Ini bukan sekadar fase biasa ini adalah masa transisi yang penuh tekanan. Kita dituntut untuk terlihat baik-baik saja, bahkan ketika kenyataannya tidak demikian. Tekanan datang dari berbagai arah: ekonomi, karier, hubungan, hingga ekspektasi sosial yang kadang terasa terlalu tinggi.
Bagi sebagian orang, khususnya laki-laki, fase ini terasa semakin berat. Ada tuntutan tak tertulis bahwa laki-laki harus mapan, kuat, dan mampu memenuhi harapan orang lain—baik dari keluarga, pasangan, maupun lingkungan sekitar. Ketika tidak mampu memenuhi itu semua, muncul perasaan gagal, seolah-olah harga diri ikut runtuh.
Di usia ini juga, kita mulai melihat dengan lebih jelas siapa yang benar-benar peduli. Ketika kita sedang berada di titik terendah, tidak semua orang akan tetap tinggal. Ada yang perlahan menjauh, bersikap cuek, bahkan menghilang tanpa alasan yang jelas. Dari situ kita belajar: tidak semua yang dekat akan selalu ada.

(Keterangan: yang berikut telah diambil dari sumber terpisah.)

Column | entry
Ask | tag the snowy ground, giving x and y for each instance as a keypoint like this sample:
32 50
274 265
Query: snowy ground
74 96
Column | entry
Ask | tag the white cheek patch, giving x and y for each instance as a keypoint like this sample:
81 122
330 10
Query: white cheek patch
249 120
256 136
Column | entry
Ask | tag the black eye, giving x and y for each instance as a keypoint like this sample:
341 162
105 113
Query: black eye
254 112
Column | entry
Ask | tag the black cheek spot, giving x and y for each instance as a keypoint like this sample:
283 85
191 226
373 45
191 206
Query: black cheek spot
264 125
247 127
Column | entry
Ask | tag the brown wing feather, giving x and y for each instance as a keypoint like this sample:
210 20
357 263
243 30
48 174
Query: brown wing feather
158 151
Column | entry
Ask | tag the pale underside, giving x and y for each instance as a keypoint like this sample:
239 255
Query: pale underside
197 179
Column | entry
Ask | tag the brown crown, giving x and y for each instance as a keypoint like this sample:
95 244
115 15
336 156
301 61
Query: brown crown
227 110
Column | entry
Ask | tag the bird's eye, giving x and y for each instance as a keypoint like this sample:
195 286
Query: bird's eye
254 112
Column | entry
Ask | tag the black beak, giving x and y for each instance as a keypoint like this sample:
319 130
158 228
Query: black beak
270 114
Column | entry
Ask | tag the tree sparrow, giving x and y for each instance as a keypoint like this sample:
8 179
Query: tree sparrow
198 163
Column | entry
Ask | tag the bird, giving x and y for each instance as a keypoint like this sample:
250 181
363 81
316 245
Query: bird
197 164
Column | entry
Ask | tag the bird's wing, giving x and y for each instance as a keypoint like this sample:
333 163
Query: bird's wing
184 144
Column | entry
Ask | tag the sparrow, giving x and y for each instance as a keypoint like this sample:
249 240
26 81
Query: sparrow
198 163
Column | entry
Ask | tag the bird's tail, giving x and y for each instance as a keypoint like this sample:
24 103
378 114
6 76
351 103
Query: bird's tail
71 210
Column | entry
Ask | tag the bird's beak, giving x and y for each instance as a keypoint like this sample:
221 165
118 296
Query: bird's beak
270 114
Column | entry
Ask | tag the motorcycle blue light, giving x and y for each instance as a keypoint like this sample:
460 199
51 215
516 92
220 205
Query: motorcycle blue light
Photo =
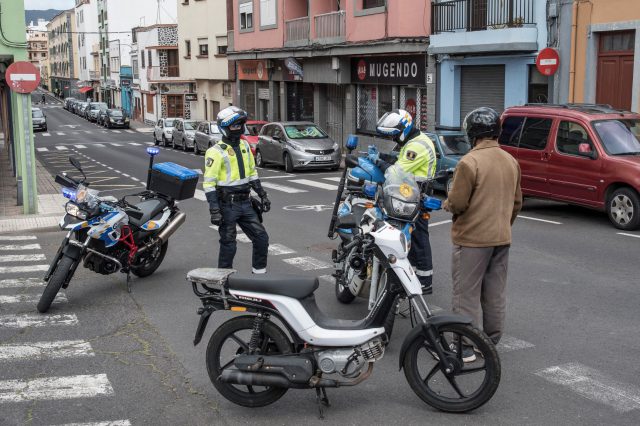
370 190
69 193
352 142
153 151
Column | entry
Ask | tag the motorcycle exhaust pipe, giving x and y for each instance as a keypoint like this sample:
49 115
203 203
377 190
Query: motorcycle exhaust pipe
172 227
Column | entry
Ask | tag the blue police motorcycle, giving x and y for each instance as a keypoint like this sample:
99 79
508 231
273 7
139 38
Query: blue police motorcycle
109 235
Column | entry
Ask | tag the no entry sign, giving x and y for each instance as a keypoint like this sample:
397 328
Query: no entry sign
548 61
23 77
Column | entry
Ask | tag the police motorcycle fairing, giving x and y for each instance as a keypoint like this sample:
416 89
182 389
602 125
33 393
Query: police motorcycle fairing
109 235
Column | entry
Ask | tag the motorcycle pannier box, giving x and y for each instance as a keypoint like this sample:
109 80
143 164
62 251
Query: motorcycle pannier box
173 180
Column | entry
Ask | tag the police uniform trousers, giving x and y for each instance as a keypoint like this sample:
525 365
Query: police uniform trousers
241 213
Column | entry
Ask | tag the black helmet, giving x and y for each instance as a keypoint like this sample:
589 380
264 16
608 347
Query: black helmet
482 123
231 116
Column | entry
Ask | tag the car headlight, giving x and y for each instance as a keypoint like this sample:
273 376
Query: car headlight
76 211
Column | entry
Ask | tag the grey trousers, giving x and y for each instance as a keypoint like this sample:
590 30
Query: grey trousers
479 286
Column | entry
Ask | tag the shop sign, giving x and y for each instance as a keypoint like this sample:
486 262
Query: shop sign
394 70
253 70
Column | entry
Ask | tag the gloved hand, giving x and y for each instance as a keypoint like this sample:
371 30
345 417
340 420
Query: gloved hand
216 216
266 204
373 152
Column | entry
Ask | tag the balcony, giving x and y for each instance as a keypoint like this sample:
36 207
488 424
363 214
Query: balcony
480 15
330 27
297 32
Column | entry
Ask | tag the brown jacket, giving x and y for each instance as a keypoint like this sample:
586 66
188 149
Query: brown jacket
485 197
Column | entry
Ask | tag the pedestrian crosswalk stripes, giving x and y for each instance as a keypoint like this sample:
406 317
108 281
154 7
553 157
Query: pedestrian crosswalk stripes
46 350
53 388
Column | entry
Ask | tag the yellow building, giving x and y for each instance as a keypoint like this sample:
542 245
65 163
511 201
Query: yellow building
605 54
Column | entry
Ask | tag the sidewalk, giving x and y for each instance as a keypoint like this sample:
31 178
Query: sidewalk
50 201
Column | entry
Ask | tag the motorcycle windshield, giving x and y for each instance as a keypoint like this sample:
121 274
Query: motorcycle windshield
400 185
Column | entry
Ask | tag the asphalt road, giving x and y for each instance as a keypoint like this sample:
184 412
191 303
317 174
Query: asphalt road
568 357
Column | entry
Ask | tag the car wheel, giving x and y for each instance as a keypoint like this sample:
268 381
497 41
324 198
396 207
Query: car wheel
623 209
259 159
288 163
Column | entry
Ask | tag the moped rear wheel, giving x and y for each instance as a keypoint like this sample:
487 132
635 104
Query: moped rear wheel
232 339
466 386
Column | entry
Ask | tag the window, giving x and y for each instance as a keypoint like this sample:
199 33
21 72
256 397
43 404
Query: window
203 47
511 128
535 133
570 137
246 15
268 13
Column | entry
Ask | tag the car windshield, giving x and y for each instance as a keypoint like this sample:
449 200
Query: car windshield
454 144
189 125
304 131
619 137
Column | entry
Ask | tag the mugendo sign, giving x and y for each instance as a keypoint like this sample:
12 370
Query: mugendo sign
395 70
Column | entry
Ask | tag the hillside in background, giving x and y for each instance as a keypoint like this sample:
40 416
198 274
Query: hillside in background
33 15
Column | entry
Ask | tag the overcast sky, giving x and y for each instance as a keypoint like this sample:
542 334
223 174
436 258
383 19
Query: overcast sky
48 4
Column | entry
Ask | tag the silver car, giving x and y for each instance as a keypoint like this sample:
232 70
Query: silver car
163 131
184 133
297 145
207 134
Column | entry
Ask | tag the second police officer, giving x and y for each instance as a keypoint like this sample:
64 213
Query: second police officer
230 175
417 156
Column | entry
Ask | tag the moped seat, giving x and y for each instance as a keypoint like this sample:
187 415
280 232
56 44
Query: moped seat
282 285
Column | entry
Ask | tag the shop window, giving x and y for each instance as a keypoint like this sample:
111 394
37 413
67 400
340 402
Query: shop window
246 16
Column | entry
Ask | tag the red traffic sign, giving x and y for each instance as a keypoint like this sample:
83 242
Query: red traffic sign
548 61
23 77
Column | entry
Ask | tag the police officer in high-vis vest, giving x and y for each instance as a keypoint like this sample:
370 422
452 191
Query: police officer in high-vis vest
230 174
417 155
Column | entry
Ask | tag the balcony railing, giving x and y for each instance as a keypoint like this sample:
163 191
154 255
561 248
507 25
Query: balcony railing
160 73
479 15
330 26
297 32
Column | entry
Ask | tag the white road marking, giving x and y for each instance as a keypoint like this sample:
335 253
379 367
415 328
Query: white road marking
17 237
279 249
283 188
510 344
22 258
24 247
431 225
36 320
308 263
29 298
22 269
315 184
540 220
21 283
46 350
53 388
628 235
593 385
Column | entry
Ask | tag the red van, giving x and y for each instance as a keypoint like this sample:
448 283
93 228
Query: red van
581 154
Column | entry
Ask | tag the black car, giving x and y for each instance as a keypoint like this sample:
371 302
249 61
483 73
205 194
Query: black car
115 118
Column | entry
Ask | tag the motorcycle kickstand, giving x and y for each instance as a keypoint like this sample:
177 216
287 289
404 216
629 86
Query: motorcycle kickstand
323 400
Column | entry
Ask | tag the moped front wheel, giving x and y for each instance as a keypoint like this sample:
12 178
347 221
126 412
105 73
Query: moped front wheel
454 385
55 283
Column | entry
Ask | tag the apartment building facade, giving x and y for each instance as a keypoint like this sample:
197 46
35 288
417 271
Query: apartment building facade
158 88
203 27
339 64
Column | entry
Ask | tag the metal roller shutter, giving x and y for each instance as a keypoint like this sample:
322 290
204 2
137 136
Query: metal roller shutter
481 86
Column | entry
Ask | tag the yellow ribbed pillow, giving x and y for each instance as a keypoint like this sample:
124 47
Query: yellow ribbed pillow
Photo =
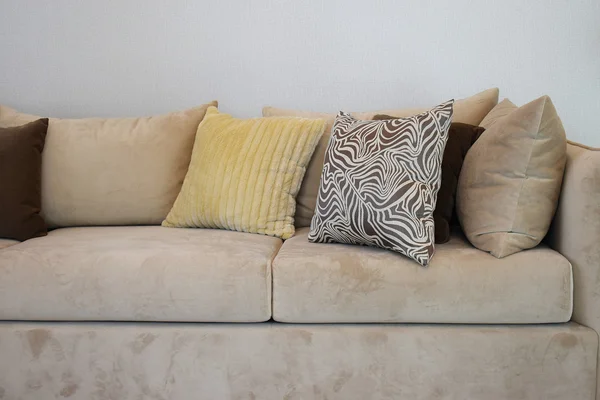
245 174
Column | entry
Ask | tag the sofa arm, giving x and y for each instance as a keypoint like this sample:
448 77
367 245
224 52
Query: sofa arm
575 231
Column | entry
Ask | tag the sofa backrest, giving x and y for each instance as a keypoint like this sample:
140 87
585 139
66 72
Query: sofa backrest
115 171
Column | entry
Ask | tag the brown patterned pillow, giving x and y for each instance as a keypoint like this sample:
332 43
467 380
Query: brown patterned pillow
460 139
380 182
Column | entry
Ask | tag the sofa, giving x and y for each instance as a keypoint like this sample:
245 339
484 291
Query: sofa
140 311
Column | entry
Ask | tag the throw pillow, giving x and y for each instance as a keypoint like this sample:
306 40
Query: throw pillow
460 139
503 108
511 179
113 171
20 180
380 182
245 174
470 110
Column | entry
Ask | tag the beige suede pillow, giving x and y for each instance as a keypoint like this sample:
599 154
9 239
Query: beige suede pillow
511 178
470 110
116 171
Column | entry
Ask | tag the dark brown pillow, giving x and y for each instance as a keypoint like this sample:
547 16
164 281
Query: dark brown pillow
20 180
460 139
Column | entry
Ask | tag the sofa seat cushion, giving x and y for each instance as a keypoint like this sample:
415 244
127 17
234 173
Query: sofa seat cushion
4 243
314 283
138 274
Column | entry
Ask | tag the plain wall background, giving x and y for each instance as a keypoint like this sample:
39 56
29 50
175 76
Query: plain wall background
68 58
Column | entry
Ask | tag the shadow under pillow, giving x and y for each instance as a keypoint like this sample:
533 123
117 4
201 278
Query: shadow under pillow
21 180
460 139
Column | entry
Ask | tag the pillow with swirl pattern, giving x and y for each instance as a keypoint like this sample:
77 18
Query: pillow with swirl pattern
380 182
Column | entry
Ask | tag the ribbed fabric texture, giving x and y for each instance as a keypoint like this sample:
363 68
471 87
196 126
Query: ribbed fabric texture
244 174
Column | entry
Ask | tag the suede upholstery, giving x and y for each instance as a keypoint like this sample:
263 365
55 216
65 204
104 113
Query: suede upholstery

Namun, di sisi lain, ada juga orang-orang yang tetap bertahan. Mereka yang tetap mendukung, memberi semangat, dan tidak pergi saat kita jatuh. Kehadiran mereka adalah hal yang seharusnya kita syukuri, karena merekalah yang benar-benar tulus.
Realitanya memang tidak selalu indah. Ketika seseorang berada di bawah, sering kali ia justru dijauhi. Terlebih dalam pandangan masyarakat, ada stigma bahwa laki-laki tidak boleh miskin, tidak boleh lemah. Jika tidak mampu secara finansial, ia kerap diremehkan, bahkan oleh orang-orang terdekatnya sendiri.
Itulah kerasnya kehidupan.
Namun dari semua itu, kita belajar satu hal penting: hidup ini akan menunjukkan siapa yang benar-benar mencintai kita, siapa yang setia, dan siapa yang hanya ada saat kita berada di atas.
Pada akhirnya, fase ini bukan hanya tentang tekanan dan kesulitan. Ini adalah proses pembentukan diri—tentang bagaimana kita bertahan, belajar, dan tumbuh menjadi pribadi yang lebih kuat.
Karena mungkin, inilah kehidupan yang sebenarnya.